The Association of Flight Attendants-CWA reported 95% of the Hawaiian attendants participated and 99.9% voted in favor of a strike in case ongoing negotiations do not result in an agreement.
“This historic strike vote takes our contract fight to an entirely new level,” Sharon Soper, president of the AFA Hawaiian chapter, said in a statement. “Hawaiian flight attendants are sending an emphatic message to management: Delay is not acceptable; we demand the contract we deserve because we earn it every day. We are safety professionals, and management must acknowledge our worth. Hawaiian is profitable and the time has come for Flight Attendants to share in what we have helped create.”

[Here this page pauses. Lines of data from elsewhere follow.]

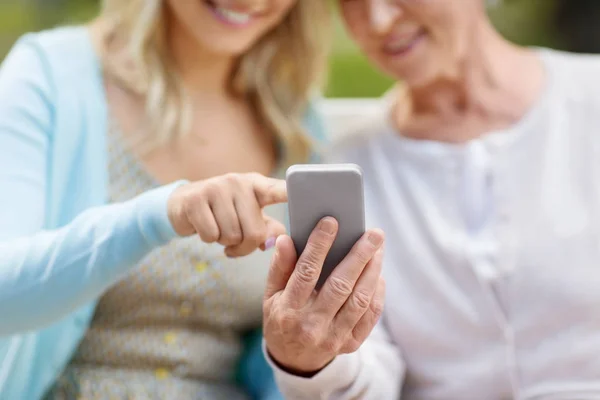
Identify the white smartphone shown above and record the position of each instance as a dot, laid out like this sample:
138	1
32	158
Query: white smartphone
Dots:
316	191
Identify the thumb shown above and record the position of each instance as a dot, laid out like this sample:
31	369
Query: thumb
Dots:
283	264
269	191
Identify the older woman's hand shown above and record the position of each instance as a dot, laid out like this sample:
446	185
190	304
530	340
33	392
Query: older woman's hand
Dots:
228	210
304	329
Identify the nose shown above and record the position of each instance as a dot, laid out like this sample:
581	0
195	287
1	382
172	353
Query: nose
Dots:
382	15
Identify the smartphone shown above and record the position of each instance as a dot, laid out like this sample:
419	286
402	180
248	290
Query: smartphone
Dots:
316	191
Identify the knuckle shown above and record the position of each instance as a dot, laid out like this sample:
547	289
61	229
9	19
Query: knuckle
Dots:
308	332
363	254
256	235
361	299
331	345
306	271
377	308
340	287
287	320
351	346
234	237
252	176
210	236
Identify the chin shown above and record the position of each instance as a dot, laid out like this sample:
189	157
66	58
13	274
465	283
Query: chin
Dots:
227	48
414	74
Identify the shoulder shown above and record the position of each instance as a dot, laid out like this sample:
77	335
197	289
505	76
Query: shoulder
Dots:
61	54
576	76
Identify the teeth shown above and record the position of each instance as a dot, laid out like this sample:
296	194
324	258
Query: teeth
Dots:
233	16
401	44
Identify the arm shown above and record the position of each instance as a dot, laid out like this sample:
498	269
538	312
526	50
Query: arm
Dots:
44	275
374	372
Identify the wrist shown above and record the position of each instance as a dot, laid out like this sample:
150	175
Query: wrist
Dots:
305	371
176	211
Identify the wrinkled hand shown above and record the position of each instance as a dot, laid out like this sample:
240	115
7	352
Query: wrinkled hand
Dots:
228	210
304	329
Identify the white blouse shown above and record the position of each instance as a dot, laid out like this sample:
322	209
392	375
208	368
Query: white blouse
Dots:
492	257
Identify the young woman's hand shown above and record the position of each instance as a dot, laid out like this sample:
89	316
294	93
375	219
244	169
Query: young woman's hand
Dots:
228	210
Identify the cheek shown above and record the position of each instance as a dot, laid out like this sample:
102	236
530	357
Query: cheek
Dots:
356	25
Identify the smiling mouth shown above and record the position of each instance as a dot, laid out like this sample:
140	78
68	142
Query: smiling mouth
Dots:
228	16
403	44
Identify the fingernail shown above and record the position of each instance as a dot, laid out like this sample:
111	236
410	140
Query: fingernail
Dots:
327	225
270	243
375	239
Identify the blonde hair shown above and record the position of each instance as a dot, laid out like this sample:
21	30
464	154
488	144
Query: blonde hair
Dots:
278	75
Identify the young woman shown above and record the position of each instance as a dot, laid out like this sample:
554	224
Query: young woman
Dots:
483	170
119	143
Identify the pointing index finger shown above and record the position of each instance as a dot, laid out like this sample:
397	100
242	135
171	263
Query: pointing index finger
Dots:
269	191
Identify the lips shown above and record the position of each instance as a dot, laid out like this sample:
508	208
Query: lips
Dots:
229	16
402	43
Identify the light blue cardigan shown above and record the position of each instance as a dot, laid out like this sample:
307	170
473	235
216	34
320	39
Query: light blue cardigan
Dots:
61	246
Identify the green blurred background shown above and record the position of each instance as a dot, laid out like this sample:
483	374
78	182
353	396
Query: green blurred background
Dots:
564	24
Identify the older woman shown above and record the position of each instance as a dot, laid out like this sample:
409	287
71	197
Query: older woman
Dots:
483	171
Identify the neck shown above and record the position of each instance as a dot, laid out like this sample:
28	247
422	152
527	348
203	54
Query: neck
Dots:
494	81
200	71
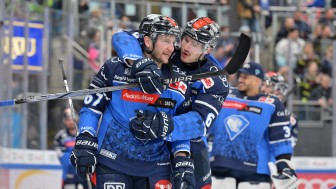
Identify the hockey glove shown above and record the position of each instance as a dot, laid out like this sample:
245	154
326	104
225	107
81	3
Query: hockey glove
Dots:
83	155
148	76
282	175
149	125
183	173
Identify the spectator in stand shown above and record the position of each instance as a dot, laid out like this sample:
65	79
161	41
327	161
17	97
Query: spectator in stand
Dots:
329	19
304	28
326	64
93	50
283	32
225	47
287	51
316	32
308	55
309	80
321	43
322	93
249	13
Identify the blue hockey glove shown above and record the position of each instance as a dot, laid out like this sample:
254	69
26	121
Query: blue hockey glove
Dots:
149	125
282	175
83	155
148	76
183	173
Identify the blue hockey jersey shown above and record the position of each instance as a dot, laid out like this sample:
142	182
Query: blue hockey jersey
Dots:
118	149
250	132
208	93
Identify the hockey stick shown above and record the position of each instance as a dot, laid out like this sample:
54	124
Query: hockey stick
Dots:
232	67
65	79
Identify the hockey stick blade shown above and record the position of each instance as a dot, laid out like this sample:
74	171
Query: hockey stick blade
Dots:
232	67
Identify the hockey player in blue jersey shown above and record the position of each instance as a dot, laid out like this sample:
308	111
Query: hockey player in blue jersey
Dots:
276	84
198	39
105	143
250	137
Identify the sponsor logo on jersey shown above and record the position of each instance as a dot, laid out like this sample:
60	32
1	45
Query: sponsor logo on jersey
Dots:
234	104
163	184
127	71
179	86
108	154
266	99
138	96
283	113
164	103
114	185
235	124
208	82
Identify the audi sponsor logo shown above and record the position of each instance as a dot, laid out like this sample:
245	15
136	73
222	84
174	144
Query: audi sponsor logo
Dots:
114	185
163	184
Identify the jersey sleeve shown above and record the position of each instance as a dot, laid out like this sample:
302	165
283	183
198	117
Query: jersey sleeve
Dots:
180	146
94	104
279	131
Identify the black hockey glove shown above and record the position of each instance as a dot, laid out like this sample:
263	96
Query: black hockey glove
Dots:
183	173
282	175
148	76
149	125
83	155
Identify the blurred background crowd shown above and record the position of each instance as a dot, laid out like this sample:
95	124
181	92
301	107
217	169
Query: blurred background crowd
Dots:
293	38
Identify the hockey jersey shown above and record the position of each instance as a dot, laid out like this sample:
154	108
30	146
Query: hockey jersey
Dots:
118	149
249	132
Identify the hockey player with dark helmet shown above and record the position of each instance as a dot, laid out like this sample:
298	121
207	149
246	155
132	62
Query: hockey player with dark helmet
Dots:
157	36
198	39
205	32
153	25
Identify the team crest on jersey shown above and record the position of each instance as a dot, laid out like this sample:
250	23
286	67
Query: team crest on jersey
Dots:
266	99
179	86
235	124
208	82
164	103
137	96
234	104
163	184
114	185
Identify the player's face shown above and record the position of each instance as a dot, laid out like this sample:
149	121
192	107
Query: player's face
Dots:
164	47
247	82
191	50
267	88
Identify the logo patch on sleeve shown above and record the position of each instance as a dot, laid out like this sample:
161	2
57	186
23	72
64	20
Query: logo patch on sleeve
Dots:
208	82
137	96
179	86
235	124
266	99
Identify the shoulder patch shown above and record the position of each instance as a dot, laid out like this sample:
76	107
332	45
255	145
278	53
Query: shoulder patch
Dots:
179	86
208	82
266	99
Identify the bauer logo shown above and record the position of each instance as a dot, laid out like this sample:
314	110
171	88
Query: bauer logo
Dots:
208	82
235	124
114	185
163	184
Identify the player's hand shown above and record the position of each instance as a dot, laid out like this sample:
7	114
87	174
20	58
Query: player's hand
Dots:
282	175
149	125
183	173
148	76
83	155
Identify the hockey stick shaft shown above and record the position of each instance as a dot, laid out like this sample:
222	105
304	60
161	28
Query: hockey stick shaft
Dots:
232	67
65	79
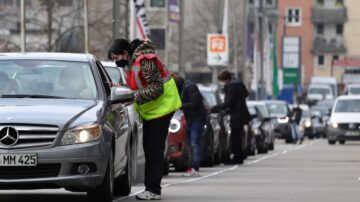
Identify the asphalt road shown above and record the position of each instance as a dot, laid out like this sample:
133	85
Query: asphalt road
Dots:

According to union reports, Hawaiian Airlines attendants are paid less on average than attendants at competing airlines while generally living in cities with above-average cost of living.
Negotiations on a new contract started in January 2017, and are overseen by the National Mediation Board following a stipulated collective bargaining process. Hawaiian flight attendants have picketed at Honolulu and Los Angeles airports during the previous six months. The union is seeking higher wages and enhanced benefits for the roughly 2,000 Hawaiian Airlines attendants it represents.

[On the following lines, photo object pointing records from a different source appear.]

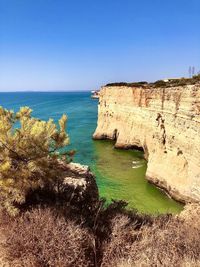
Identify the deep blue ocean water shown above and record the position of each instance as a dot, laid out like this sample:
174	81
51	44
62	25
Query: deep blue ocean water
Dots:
120	174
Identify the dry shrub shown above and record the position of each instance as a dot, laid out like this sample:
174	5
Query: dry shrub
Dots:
169	241
40	238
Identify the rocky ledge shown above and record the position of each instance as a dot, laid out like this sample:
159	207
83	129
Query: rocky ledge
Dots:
165	123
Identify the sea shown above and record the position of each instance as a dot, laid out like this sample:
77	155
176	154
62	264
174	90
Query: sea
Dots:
120	174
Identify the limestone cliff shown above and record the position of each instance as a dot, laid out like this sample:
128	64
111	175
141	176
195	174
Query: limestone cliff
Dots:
165	123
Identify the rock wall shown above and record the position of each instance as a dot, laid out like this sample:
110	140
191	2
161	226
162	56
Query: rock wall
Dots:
165	123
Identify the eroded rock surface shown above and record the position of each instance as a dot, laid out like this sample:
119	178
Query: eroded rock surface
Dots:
165	123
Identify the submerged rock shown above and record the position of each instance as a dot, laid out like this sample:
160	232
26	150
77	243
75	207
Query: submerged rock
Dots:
165	124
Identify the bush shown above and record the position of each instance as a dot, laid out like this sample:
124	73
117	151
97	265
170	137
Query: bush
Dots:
44	239
29	152
169	241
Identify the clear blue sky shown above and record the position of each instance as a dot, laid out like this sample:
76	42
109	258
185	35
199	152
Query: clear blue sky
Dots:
83	44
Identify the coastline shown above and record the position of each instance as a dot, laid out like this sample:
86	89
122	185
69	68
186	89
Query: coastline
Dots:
163	122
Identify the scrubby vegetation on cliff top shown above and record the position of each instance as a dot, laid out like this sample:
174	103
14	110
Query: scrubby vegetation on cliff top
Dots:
61	232
160	83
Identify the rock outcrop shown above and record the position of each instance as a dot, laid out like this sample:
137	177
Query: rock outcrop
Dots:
79	184
165	123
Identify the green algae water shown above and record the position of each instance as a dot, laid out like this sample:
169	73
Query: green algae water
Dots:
120	174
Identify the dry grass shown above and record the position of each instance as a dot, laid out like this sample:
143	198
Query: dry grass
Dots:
169	241
40	238
113	238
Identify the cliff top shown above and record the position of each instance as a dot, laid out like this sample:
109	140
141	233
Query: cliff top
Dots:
161	83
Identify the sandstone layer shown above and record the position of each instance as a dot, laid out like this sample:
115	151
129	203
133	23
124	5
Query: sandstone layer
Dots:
165	123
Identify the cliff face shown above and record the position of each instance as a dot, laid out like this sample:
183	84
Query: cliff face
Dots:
165	123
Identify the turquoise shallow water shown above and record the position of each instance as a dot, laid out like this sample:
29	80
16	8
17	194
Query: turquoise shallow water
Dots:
120	174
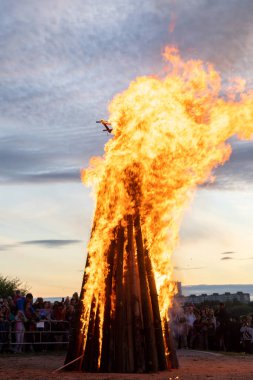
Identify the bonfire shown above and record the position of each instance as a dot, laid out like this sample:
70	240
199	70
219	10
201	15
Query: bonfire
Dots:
169	133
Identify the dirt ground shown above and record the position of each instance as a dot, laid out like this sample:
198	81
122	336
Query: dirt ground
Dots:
193	365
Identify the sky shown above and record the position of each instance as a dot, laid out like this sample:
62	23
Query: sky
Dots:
61	62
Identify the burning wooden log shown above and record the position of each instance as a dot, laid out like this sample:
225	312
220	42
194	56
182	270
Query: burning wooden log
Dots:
131	337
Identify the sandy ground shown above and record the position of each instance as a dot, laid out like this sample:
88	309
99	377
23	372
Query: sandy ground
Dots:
193	365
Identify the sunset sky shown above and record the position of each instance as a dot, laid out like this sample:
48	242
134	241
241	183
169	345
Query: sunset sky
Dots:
61	62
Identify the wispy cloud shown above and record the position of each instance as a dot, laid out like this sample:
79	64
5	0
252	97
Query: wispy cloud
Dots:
80	55
187	268
227	258
47	243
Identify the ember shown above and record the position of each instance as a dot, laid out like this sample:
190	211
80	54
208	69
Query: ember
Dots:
169	133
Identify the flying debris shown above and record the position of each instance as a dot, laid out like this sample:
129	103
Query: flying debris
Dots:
106	125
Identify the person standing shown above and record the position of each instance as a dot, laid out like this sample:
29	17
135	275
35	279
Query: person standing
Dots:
20	320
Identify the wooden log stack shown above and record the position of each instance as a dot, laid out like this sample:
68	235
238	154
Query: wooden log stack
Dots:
134	339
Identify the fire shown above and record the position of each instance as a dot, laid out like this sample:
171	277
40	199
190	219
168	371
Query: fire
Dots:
169	134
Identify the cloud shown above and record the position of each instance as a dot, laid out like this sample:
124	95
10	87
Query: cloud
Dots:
80	54
237	173
48	243
187	268
51	243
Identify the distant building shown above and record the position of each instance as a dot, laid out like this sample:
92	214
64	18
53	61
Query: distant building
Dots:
215	297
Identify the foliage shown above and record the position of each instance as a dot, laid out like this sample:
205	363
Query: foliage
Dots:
9	285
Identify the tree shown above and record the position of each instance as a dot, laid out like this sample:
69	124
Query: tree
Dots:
9	285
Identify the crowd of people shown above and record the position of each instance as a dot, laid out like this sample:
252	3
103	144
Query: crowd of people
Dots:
26	325
206	328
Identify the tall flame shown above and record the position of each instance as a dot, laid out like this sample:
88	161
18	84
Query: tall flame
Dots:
169	133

In response, Hawaiian Airlines noted a strike would be illegal under federal law pending the National Mediation Board releasing both parties from mediation and a subsequent 30-day cooling-off period.

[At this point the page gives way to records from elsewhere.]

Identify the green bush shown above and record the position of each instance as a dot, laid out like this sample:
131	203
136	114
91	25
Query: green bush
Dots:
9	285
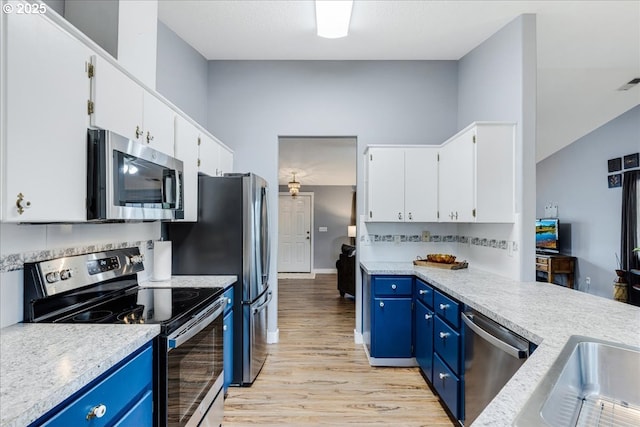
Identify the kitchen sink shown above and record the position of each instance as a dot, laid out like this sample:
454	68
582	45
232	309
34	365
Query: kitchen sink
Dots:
591	383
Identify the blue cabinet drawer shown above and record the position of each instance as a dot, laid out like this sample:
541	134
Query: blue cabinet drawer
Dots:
391	334
424	339
228	294
119	392
390	286
447	308
140	415
446	342
424	293
448	386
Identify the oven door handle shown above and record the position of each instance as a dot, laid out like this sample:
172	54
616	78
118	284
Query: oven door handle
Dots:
196	325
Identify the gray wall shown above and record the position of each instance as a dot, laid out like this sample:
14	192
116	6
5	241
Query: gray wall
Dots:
497	82
576	179
57	5
331	209
251	103
182	74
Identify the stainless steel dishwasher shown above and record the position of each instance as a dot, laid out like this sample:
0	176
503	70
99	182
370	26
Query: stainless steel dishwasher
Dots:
493	354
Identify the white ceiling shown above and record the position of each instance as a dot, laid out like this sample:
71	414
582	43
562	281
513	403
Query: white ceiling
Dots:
586	49
317	161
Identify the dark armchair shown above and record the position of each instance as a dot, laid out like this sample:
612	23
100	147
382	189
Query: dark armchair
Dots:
346	266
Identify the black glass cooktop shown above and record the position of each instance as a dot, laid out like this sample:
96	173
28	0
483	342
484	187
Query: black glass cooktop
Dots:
169	307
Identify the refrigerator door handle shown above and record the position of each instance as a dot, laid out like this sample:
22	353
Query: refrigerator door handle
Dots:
262	306
265	249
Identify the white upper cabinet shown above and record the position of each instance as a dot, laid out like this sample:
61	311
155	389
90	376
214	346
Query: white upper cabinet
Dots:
402	184
45	135
117	100
186	147
421	184
122	106
477	174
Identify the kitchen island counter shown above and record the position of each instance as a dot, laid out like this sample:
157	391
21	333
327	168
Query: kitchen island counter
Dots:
543	313
41	364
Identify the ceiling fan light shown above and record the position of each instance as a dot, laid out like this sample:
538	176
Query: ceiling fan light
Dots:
332	18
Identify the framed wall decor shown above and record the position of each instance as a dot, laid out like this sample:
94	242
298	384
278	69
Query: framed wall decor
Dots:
631	161
615	180
615	164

“Having said that, we understand what this vote symbolizes, and we share the sentiment of frustration with the slow pace of these negotiations that it conveys,” the airline’s statement said. “There is no doubt that our flight attendants deliver the best hospitality in the industry, and we are determined to reach an agreement that recognizes their contributions to our success with increases in compensation while ensuring that our company can remain competitive and continue to grow.”
Hawaiian flight attendants at the top of the pay scale earn $55 per hour, while some competitors pay top-scale flight attendants up to $71 per hour. Flight attendants point out that they are only paid for time spent in the air, which typically is between 75 and 100 hours per month.
In addition to higher wages, Fuke explained they’re also seeking retirement benefits, and to maintain contractual protections that establish protocols such as the length of work days and how many attendants staff each plane.